Takakazu Ogata, who has just entered in one of the highest ranked junior high schools in Japan, loves piano so much that he participated in the PTNA Piano Competition last summer, and took lessons until the last minute before the entrance exam season started. As the time restricted, he always kept in mind to practice efficiently and focused on the weak points. He has experienced public stages many times so far in piano competitions or studio concerts, etc., which helped him keep courage and confidence under any circumstances as exams. 

Aoi Hojo, who has become a student of a famous junior high school for girls, keeps playing piano everyday from her childhood, and it has become a part of her life. She has never thought of suspending piano even before the entrance exams. She took part in the duo division of PTNA Piano Competition last summer together with one of her friends.  Her elder sister used to be beside her, but switching partner helped her refresh her mind to work for a new goal. As a result, both piano and the academic study went successful.

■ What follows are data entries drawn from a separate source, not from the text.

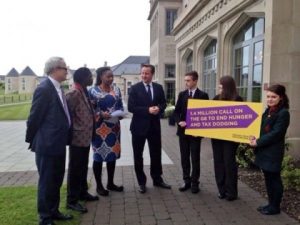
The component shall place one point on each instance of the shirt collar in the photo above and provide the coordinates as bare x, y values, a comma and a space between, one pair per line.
147, 84
55, 83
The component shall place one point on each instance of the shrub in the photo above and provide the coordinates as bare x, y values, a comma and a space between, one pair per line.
245, 156
290, 174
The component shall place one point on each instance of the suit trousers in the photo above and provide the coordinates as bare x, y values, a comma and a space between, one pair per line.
190, 153
274, 188
51, 171
154, 143
77, 173
225, 166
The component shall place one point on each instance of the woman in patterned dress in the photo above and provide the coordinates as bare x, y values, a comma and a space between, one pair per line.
106, 142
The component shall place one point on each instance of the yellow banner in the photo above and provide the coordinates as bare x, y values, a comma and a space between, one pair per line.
226, 120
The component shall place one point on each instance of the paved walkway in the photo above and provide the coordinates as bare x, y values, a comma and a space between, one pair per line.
157, 206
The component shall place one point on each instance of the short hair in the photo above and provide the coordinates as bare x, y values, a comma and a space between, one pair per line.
280, 90
152, 68
100, 71
81, 75
52, 63
193, 74
229, 91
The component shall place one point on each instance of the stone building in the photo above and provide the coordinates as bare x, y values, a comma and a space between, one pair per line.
162, 45
128, 73
255, 41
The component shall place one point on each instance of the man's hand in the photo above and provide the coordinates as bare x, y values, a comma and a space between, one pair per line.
182, 124
105, 115
154, 110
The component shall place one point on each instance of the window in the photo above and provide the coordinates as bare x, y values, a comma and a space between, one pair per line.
248, 60
189, 62
170, 91
169, 71
171, 15
209, 69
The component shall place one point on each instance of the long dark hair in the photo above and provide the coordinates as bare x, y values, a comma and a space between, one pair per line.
229, 91
280, 90
100, 71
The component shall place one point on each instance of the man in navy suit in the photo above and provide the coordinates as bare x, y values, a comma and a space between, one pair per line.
147, 103
189, 145
47, 132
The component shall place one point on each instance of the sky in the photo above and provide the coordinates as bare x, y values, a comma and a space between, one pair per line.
81, 31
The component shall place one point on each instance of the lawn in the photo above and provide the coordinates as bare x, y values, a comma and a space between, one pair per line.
18, 206
15, 112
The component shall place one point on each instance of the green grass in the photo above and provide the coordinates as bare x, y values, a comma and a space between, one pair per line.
18, 206
14, 98
15, 112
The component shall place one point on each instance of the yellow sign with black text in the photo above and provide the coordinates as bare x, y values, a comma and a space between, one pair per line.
226, 120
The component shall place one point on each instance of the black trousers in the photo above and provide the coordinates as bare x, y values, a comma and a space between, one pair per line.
154, 143
225, 166
77, 173
51, 171
190, 152
274, 188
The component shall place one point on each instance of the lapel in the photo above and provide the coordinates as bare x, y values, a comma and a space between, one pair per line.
84, 97
143, 90
54, 91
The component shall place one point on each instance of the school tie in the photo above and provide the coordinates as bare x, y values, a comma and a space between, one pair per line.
65, 106
149, 91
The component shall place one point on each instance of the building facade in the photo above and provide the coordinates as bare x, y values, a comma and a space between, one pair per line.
162, 15
255, 41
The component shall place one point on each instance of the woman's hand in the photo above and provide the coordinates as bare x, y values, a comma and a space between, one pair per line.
253, 142
105, 115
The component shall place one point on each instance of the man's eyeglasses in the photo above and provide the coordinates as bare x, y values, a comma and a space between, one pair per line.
62, 68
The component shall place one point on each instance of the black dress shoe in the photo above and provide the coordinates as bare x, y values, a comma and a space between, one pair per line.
102, 191
60, 216
46, 223
162, 184
185, 187
77, 207
259, 208
113, 187
195, 189
88, 197
269, 211
221, 196
142, 189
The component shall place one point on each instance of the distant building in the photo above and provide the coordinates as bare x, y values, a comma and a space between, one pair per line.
128, 73
254, 41
12, 81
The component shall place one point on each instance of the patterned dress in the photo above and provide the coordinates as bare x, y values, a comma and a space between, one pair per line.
106, 143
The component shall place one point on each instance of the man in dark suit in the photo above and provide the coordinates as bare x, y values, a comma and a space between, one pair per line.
47, 132
82, 114
147, 103
189, 145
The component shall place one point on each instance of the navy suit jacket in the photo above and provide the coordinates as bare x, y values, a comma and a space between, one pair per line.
139, 103
181, 107
47, 125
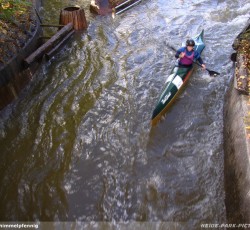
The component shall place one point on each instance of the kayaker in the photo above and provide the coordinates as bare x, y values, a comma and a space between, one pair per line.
187, 55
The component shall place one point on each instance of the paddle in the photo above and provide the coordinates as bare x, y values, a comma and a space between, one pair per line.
211, 72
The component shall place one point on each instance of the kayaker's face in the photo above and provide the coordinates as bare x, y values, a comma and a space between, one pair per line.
190, 48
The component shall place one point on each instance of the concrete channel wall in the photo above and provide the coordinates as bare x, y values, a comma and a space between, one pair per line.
13, 75
237, 137
237, 157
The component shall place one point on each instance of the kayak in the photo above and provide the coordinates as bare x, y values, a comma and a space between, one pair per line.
174, 83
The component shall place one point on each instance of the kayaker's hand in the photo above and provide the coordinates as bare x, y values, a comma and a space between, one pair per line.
182, 54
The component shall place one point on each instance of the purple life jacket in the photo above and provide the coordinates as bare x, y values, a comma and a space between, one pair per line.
187, 60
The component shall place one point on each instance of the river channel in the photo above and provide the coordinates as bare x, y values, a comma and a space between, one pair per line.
77, 144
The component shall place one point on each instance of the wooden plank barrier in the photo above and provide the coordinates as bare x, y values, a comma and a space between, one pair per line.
75, 15
50, 44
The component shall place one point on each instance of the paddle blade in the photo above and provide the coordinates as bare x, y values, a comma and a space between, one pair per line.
213, 73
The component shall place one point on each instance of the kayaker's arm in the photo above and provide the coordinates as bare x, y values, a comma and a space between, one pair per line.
178, 52
199, 59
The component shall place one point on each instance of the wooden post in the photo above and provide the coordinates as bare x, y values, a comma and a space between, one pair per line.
75, 15
52, 42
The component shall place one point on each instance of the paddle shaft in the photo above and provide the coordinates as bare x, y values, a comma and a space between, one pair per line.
211, 72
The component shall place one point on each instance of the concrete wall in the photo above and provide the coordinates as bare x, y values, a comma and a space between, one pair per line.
237, 157
13, 75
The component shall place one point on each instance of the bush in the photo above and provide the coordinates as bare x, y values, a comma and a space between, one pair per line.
11, 9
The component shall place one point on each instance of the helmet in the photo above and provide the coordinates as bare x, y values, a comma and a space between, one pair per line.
190, 42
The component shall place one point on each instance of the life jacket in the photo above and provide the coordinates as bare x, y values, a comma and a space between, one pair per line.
187, 60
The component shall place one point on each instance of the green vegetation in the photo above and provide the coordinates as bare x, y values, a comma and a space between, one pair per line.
12, 9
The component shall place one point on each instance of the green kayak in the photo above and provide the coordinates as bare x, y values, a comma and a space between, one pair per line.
174, 83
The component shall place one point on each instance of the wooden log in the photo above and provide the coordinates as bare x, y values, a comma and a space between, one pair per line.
75, 15
52, 25
52, 52
52, 42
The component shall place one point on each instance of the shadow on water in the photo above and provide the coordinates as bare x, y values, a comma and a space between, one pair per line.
77, 145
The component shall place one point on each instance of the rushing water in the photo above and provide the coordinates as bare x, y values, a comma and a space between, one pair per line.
77, 145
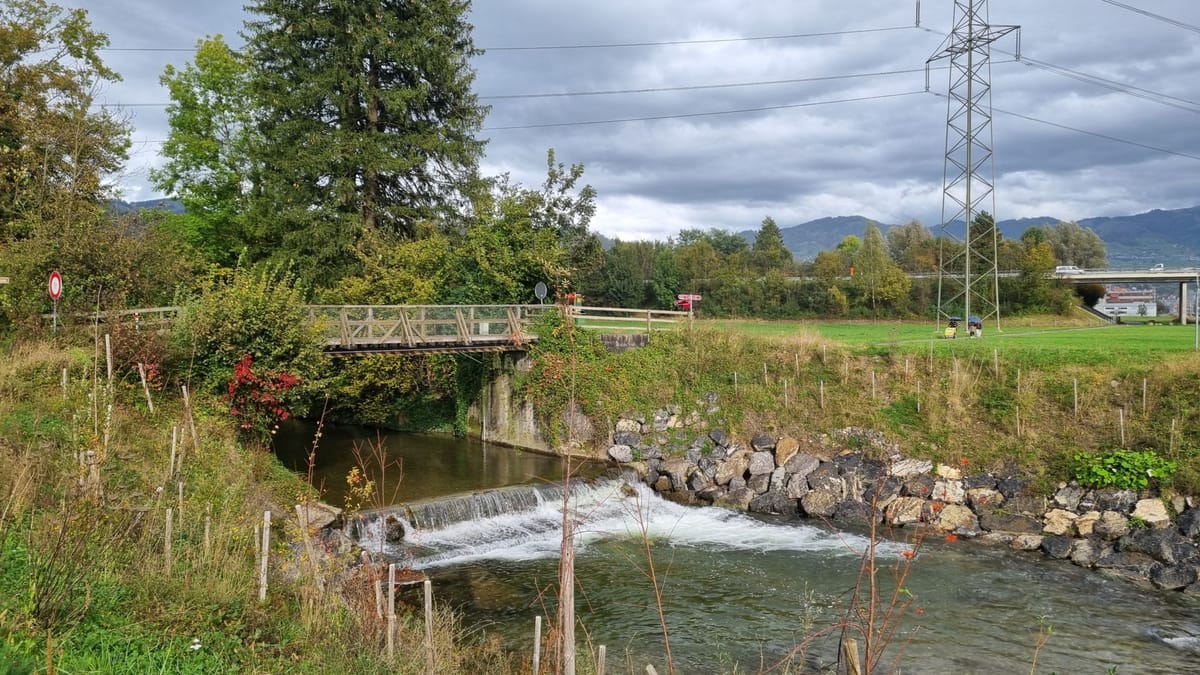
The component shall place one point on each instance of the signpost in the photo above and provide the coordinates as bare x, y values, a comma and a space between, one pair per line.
55, 286
689, 300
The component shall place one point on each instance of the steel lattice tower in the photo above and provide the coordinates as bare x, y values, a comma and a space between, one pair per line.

It is not seldom happens, but Momoko Nogami also received a suggestion from her cramming school teacher to suspend piano temporarily to prepare for the entrance exams. But her piano teacher (Mako Yokoyama) encouraged her to continue piano, and reorganized the lesson curriculum so that she could cope with it. Momoko kept taking lessons and took part in the studio recital in the end of the year, just before the exam season started. At present, being at the 2nd grade in a highly-demanded junior high school, she is busy in academic studies but keeps playing piano on stage and was awarded the silver prize at the PTNA Piano Competition in D grade last year.

Of course, temporary suspension is another option. Chinatsu Tabata decided to suspend piano lessons for half a year to concentrate on the study for entrance exams. Now she resumes her music life after entering into a famous junior high school. She believes that great deal of concentration comes from full commitment, whether for studies or for piano. She was awarded at one the regional rounds of the PTNA Piano Competition 2014. 

A piano teacher, Noriko Fujishiro (representative of Tontone Station) always takes students' individual circumstances into account when she plans lesson curriculum. When a student finds it difficult to have enough time for practice at home, she would advise him/her to focus on sight reading or efficient score reading training. Or when a student has to study for exams and cannot play for a certain period of time, she would put lessons ahead of schedule. Fujishiro notices that it helps them read scores faster, or lead to better performances. "The key is how much you love piano, how much you want to keep learning piano, even at the time you have to spare time for another works or exams. Playing piano would give you good energy, inspiration, as well as brain work, which is proved by brain scientists".